How Much Avocado Can a Diabetic Eat?
A halved avocado on a table Photo Credit olgakr/iStock/Getty Images

If you have diabetes, you know that food plays a big role in controlling your blood sugar levels. Carbohydrate--containing foods, which include sugar, sweets, sugary drinks, grains, starchy vegetables, fruits and some dairy, are converted to sugar during the digestion process and therefore contribute to raising your blood sugar levels after eating. A high--carb intake will result in high blood sugar levels.

Nutrition Facts

The nutrition facts for avocado depend on its size. For example, a whole California avocado provides about 227 calories, 11.8 grams of carbohydrates and 9.2 grams of fiber, while a Florida avocado is larger and contains 365 calories, 23.8 grams of carbohydrates and 17.0 grams of fiber. With diabetes, carbohydrates elevate your blood sugar levels, but only the starch and sugar part of the total carbohydrates, not the fiber.

Available Carbohydrate and Diabetes

To better estimate the effect of avocado on your blood sugar levels, you can calculate their available carbohydrate content by subtracting fiber from the total carbs. In the case of a California avocado, you get 2.6 grams of available carbohydrates, while a Florida avocado contains 6.8 grams of available carbohydates because of its larger size. Usually, diabetics are recommended to limit their carb intake to 45 grams to 60 grams per meal. Avocado contains very small amounts of available carbohydrates and are not problematic for diabetes control, even if you eat a whole, large avocado.

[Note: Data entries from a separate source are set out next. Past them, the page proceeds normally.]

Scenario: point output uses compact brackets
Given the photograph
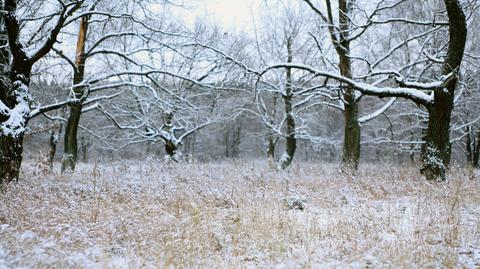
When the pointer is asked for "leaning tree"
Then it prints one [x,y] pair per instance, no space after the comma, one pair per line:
[25,52]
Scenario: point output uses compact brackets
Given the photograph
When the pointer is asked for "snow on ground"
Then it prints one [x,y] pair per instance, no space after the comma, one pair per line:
[230,215]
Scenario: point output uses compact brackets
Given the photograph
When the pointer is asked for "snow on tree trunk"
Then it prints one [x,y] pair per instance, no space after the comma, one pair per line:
[70,154]
[436,156]
[12,129]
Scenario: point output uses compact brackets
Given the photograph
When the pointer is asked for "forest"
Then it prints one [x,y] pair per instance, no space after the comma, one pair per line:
[314,134]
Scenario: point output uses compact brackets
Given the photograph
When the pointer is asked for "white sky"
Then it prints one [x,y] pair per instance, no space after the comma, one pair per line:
[230,14]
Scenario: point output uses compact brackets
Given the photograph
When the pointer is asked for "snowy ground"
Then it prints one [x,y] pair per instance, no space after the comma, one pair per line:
[239,215]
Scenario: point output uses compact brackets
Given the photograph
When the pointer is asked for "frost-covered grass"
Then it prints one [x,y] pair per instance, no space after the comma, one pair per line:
[234,215]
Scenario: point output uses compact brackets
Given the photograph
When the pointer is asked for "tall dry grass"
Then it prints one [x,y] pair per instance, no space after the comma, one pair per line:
[239,215]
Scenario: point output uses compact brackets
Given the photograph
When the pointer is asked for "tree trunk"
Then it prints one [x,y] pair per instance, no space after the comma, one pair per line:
[11,154]
[57,129]
[85,145]
[352,132]
[291,141]
[271,151]
[436,157]
[351,142]
[171,150]
[437,141]
[13,131]
[70,154]
[69,159]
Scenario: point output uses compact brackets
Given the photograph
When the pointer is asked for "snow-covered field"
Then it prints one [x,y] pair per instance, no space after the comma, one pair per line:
[239,215]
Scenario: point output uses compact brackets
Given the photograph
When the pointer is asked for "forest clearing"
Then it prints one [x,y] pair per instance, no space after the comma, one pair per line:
[239,215]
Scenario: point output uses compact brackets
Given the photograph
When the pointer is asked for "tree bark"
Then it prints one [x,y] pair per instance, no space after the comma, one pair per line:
[291,141]
[70,154]
[57,129]
[436,157]
[352,132]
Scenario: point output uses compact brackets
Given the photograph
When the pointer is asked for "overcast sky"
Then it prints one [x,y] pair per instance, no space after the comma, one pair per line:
[231,14]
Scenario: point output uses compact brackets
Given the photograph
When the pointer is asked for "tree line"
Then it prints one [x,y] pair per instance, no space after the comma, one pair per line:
[157,80]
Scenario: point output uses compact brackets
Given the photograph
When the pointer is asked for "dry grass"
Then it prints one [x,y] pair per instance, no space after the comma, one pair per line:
[235,216]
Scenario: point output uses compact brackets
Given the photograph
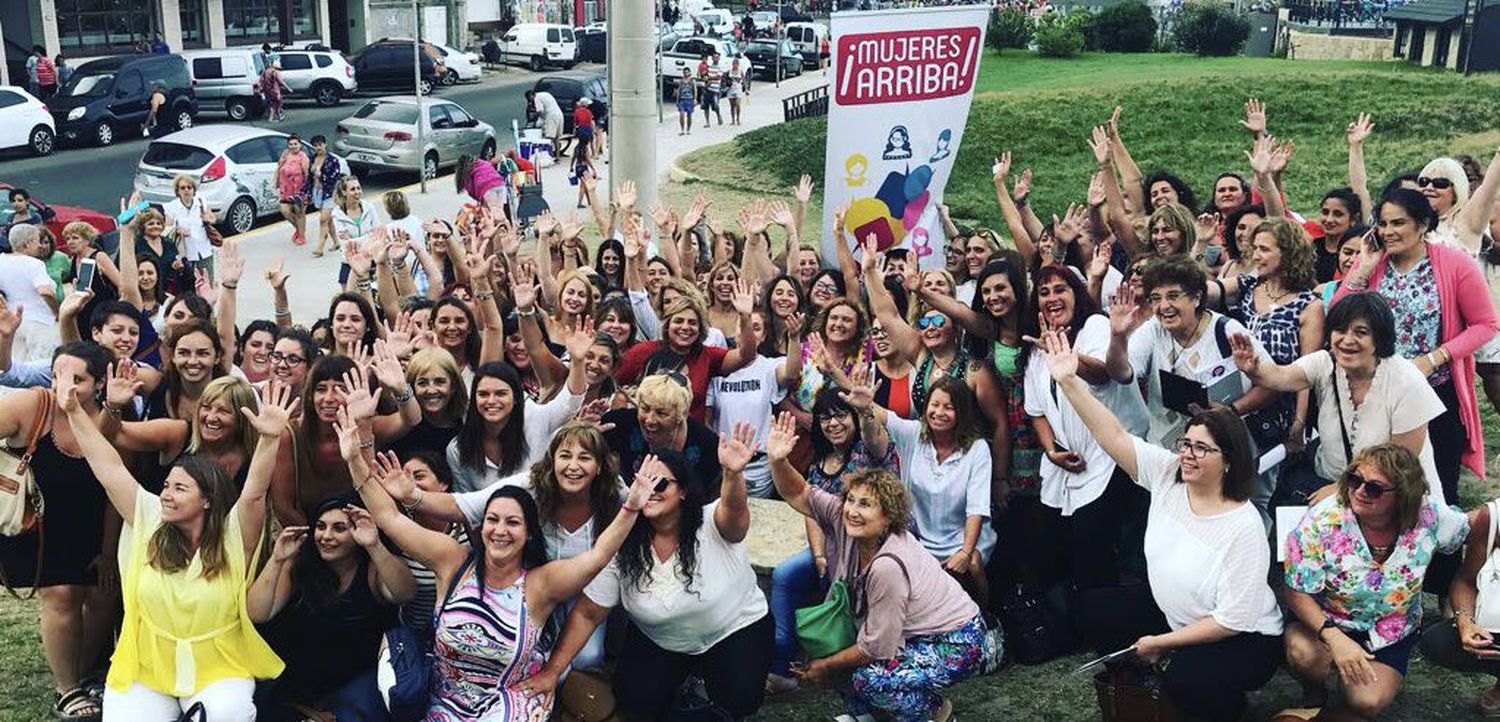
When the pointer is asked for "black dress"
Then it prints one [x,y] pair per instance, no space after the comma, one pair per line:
[72,523]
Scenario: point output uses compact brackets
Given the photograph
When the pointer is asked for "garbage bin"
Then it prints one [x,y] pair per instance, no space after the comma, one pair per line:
[1262,41]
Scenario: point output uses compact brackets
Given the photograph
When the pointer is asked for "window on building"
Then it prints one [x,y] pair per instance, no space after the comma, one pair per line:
[191,15]
[102,24]
[257,21]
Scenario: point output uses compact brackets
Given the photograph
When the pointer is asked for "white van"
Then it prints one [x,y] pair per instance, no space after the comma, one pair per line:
[807,39]
[225,78]
[539,45]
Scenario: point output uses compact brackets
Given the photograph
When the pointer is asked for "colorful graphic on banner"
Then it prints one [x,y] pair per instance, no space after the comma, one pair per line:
[900,92]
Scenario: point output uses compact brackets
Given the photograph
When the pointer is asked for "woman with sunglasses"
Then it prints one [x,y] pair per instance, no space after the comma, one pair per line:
[839,451]
[1442,314]
[1365,394]
[1355,568]
[1208,605]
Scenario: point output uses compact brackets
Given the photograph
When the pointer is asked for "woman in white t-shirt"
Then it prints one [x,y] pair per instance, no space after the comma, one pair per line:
[1365,392]
[684,580]
[188,219]
[1088,496]
[1208,605]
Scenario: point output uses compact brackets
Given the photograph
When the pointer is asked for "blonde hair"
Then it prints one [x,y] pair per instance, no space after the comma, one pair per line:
[432,359]
[236,394]
[662,391]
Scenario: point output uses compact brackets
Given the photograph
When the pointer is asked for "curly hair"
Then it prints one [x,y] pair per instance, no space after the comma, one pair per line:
[888,490]
[603,491]
[1298,260]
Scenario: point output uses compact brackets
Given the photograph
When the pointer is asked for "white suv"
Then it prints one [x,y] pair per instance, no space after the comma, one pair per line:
[318,74]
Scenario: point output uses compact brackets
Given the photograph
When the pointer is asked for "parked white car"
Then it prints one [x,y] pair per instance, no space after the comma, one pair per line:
[233,164]
[462,65]
[383,135]
[539,45]
[24,122]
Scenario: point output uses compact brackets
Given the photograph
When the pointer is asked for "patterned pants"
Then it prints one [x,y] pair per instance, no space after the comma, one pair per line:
[906,685]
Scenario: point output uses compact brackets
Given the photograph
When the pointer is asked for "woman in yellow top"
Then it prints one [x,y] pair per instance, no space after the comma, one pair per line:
[185,572]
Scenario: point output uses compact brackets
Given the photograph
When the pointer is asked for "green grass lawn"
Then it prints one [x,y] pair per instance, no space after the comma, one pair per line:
[1181,113]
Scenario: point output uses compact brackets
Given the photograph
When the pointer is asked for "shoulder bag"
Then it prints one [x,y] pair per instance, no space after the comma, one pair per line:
[1487,602]
[404,665]
[21,505]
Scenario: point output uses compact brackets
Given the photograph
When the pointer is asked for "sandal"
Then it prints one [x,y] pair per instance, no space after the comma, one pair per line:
[77,706]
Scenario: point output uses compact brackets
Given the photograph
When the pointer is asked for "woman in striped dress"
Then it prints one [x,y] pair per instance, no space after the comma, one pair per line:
[503,589]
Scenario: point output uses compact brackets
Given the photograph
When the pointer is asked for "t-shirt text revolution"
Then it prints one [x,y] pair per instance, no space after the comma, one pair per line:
[903,66]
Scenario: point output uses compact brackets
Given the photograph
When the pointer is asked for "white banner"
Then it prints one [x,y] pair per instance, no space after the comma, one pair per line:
[897,104]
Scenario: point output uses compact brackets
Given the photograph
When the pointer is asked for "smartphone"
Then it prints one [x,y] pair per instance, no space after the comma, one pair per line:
[84,281]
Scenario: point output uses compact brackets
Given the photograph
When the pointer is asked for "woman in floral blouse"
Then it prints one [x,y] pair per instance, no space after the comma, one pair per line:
[1355,569]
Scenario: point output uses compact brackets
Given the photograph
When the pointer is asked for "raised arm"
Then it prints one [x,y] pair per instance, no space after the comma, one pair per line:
[270,421]
[732,514]
[104,460]
[1062,364]
[1358,176]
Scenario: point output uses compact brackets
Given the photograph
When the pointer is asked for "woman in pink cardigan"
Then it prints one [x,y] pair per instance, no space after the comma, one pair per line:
[1443,315]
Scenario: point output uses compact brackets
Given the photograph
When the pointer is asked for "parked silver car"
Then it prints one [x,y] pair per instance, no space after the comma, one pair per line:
[323,75]
[383,135]
[233,164]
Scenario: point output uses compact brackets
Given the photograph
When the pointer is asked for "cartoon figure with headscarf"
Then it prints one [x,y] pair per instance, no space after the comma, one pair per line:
[897,144]
[944,140]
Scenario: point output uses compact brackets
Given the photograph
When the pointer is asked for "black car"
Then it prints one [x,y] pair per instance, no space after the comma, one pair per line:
[386,66]
[113,95]
[567,90]
[762,59]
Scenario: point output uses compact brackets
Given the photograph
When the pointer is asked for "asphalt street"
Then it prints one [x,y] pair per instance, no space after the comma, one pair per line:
[96,177]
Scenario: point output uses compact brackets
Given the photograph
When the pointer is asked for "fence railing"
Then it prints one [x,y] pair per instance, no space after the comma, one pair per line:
[809,104]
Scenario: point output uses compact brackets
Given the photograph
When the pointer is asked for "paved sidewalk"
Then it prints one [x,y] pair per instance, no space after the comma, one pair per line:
[314,281]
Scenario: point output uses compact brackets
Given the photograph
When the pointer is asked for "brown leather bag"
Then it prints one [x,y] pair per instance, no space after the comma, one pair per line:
[585,697]
[1124,697]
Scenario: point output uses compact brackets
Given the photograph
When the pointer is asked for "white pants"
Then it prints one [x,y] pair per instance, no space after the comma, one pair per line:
[224,701]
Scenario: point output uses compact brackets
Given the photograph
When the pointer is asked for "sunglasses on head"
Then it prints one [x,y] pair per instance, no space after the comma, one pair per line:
[1373,490]
[930,321]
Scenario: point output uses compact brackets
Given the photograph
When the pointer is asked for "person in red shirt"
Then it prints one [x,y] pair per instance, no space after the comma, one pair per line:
[681,350]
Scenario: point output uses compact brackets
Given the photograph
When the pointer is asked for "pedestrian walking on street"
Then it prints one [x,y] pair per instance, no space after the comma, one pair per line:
[684,102]
[291,176]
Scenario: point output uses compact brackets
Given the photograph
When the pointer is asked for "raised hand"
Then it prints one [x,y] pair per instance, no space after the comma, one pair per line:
[579,338]
[363,532]
[744,297]
[782,439]
[357,397]
[738,448]
[804,188]
[122,386]
[861,388]
[1245,356]
[1254,117]
[1359,129]
[288,542]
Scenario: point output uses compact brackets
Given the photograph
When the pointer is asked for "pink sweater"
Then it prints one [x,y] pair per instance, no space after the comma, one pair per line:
[1469,321]
[482,180]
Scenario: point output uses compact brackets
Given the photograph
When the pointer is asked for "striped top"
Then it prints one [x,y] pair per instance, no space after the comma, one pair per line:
[486,643]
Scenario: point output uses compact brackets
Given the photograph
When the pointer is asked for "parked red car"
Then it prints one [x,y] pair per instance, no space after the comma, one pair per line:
[57,216]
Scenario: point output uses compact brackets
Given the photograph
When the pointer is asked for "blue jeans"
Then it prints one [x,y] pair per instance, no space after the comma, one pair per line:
[791,584]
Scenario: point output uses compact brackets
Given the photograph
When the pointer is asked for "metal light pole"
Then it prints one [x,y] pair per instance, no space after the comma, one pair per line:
[422,111]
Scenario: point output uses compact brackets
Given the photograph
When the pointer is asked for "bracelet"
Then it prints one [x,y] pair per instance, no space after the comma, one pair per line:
[411,509]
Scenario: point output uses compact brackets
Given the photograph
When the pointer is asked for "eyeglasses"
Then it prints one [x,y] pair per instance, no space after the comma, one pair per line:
[1169,297]
[1373,490]
[1196,449]
[287,357]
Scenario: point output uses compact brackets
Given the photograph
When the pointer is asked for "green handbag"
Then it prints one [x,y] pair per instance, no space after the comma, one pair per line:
[827,628]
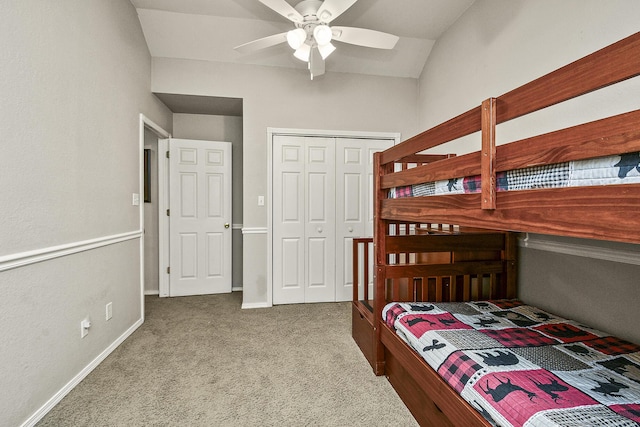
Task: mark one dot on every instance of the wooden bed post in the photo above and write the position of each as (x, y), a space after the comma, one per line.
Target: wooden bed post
(379, 233)
(488, 159)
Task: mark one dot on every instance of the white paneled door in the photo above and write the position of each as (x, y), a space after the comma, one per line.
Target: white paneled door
(354, 205)
(200, 217)
(322, 199)
(304, 219)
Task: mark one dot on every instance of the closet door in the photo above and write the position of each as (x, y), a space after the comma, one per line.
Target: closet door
(354, 205)
(303, 219)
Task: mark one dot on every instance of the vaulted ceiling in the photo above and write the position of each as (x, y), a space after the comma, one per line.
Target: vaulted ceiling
(210, 29)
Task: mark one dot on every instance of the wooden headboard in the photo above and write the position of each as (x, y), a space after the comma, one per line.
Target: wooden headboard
(598, 212)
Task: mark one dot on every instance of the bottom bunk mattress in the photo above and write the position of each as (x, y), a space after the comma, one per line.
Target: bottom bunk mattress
(519, 365)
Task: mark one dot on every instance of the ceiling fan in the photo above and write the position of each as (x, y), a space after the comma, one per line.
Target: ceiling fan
(311, 39)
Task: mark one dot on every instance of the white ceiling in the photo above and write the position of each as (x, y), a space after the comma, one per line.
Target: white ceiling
(210, 29)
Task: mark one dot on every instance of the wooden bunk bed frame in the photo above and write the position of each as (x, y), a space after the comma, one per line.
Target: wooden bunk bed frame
(594, 212)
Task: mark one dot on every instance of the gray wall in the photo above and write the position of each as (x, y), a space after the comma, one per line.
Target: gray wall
(75, 77)
(498, 45)
(229, 129)
(284, 98)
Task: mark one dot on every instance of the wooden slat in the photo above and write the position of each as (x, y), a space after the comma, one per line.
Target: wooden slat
(455, 167)
(457, 269)
(438, 289)
(604, 137)
(466, 293)
(457, 127)
(488, 241)
(614, 63)
(488, 157)
(424, 158)
(611, 212)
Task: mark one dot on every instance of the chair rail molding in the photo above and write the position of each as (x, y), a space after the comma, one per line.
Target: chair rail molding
(21, 259)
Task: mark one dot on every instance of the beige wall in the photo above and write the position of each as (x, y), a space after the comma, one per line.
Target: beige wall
(284, 98)
(498, 45)
(75, 77)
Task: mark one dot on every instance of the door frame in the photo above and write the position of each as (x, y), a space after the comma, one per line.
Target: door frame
(271, 132)
(147, 123)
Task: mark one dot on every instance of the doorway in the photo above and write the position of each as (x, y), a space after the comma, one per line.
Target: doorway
(320, 185)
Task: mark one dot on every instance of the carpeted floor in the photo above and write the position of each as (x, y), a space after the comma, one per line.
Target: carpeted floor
(202, 361)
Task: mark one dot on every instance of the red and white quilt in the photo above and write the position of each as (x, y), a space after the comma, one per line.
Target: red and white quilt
(521, 366)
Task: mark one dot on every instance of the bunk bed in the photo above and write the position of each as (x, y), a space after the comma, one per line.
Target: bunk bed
(445, 245)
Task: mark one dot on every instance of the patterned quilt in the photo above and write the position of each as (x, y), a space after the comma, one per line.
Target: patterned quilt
(609, 170)
(519, 365)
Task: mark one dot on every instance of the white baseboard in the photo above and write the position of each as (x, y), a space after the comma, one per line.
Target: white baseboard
(256, 305)
(40, 413)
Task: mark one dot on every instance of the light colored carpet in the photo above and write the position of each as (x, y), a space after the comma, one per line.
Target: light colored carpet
(202, 361)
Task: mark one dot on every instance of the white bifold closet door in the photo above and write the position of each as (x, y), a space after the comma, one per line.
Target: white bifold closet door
(304, 219)
(322, 199)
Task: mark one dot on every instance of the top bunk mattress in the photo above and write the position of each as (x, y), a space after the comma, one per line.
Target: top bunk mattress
(607, 170)
(519, 365)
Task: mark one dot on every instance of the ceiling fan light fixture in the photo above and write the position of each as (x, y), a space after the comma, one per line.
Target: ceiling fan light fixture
(303, 53)
(322, 34)
(326, 50)
(296, 38)
(325, 15)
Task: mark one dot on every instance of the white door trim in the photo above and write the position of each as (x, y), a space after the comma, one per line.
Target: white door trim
(145, 122)
(302, 132)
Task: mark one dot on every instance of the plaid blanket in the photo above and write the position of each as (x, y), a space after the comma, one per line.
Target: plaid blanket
(519, 365)
(619, 169)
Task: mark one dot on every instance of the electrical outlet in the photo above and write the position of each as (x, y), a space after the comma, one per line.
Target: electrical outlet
(84, 327)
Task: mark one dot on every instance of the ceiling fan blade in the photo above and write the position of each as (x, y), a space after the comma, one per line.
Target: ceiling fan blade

Typical Meals With Avocado

Although avocado itself is not likely to hinder your glycemic control, it is often served with high-carb foods such as tortillas, nacho chips and taco shells. If your meal includes foods that have a high carbohydrate content, your blood sugar is likely to rise, so count your carbs to ensure you do not eat more carbohydrates than your body can handle.

Monounsaturated Fats

Avocado is not like other fruits because it has a low sugar and carbohydrate content, but a high fat content. Most of the fats found in avocado are monounsaturated fats, the heart-healthy kind that is also found in olive oil and nuts. These healthy fats constitute the cornerstone of the Mediterranean diet. Monounsaturated fats can help you keep your blood cholesterol levels under control and reduce your risk of heart diseases, which, unfortunately, is a frequent complication of uncontrolled diabetes.

Adding Avocados To Your Diet

If you wish to include avocado in your diet, make sure you have it with a healthy carbohydrate--controlled meal. For example, you can add slices of avocado to your salad, serve your chicken with a guacamole or add avocado to a smoothie made with plain yogurt and raspberries for a delicious creamy breakfast, dessert or snack. Remember to count the carbohydrates of the other food you eat to keep your carbs and blood sugar levels in check.